GlacierCastAI combines Landsat imagery, ERA5 climate data, and DEM features using ResNet50, ConvLSTM, and cross-attention modules to forecast glacier boundaries, demonstrating that climate variables provide predictive information beyond satellite imagery alone.

ERA5 seasonal climate variables contain predictive information about future glacier retreat beyond what satellite imagery alone provides, yet existing deep learning methods focus on mapping current boundaries rather than forecasting future ones. This paper presents GlacierCastAI, which reframes glacier boundary prediction as a multi-modal spatiotemporal forecasting problem, fusing multi-temporal Landsat imagery with ERA5 reanalysis climate variables and Copernicus DEM terrain features to forecast glacier boundaries across five glaciers spanning four climate regimes. The architecture couples a ResNet50 spatial encoder with a ConvLSTM temporal model and a cross-attention climate fusion module. Because forecasting is inherently more uncertain than mapping current boundaries, the reported IoU values (0.320-0.337) are not directly comparable to state-of-the-art mapping models.
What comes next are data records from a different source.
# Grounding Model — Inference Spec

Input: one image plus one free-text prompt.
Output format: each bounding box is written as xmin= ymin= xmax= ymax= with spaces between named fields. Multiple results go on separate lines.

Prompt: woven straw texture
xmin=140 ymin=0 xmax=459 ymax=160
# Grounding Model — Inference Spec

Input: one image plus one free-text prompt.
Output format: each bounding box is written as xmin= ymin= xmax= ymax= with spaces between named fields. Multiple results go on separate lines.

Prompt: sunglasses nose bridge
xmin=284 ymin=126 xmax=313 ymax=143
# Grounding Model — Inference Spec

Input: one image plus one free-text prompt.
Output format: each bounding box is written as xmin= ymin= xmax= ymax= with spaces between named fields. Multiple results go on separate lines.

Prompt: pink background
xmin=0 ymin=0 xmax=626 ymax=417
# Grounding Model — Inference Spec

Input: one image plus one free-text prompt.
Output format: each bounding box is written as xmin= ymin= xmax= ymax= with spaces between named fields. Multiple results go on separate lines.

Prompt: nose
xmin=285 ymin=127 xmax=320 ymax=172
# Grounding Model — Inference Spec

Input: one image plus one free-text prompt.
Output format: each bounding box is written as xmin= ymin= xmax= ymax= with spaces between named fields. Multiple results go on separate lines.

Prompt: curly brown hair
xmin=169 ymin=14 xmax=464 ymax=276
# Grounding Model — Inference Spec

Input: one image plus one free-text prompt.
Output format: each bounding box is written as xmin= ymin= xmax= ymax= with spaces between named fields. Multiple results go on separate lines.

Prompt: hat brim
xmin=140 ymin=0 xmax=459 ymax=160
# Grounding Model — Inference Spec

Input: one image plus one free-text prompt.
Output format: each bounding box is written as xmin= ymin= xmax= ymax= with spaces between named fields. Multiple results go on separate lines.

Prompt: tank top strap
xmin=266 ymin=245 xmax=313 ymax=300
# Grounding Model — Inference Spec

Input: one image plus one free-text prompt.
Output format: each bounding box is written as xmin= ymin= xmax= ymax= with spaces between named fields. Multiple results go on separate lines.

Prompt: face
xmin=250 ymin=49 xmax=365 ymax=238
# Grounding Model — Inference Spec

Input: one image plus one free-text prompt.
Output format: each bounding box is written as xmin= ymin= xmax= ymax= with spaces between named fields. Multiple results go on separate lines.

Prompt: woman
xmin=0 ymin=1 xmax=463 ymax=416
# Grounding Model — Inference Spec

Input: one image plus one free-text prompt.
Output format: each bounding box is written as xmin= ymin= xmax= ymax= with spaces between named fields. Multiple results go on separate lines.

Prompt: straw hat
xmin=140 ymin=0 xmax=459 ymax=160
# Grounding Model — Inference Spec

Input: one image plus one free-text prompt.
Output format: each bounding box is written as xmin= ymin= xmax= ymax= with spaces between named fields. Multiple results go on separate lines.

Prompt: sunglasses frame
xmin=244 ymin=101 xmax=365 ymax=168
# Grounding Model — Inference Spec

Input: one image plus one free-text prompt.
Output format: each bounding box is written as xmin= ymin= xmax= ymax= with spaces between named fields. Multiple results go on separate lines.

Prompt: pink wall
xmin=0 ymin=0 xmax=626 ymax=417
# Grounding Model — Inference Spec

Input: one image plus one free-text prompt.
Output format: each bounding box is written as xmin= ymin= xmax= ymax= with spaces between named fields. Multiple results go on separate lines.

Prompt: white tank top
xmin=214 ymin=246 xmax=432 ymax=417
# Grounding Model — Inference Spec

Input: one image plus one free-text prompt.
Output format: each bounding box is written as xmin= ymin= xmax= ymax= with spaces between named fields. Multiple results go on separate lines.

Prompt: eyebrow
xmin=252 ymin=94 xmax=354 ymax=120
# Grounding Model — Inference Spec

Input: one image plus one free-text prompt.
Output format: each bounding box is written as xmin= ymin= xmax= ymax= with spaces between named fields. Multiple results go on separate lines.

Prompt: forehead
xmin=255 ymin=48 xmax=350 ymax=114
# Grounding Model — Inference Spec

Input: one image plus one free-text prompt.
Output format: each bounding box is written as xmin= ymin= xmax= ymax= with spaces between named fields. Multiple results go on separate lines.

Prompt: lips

Comparisons are against traditional baselines and experimental conditions. Through a pre-registered ablation study, adding ERA5 climate signals improves image-only IoU from 0.326 to 0.337 (+3.4%), suggesting that atmospheric forcing carries predictive information beyond imagery alone. All deep learning models substantially outperform persistence and linear trend baselines (IoU 0.160 and 0.169 respectively), with improvements of 89-99% relative IoU. A lightweight climate-only MLP baseline (661K parameters) achieves an IoU of 0.320 (98% of image-only performance) using 85x fewer parameters, suggesting that ERA5 variables encode substantial predictive signal independently of satellite imagery. SHAP attribution analysis suggests that spring solar radiation (MAM) is the dominant climate driver, consistent with the known role of spring insolation in setting melt season trajectories.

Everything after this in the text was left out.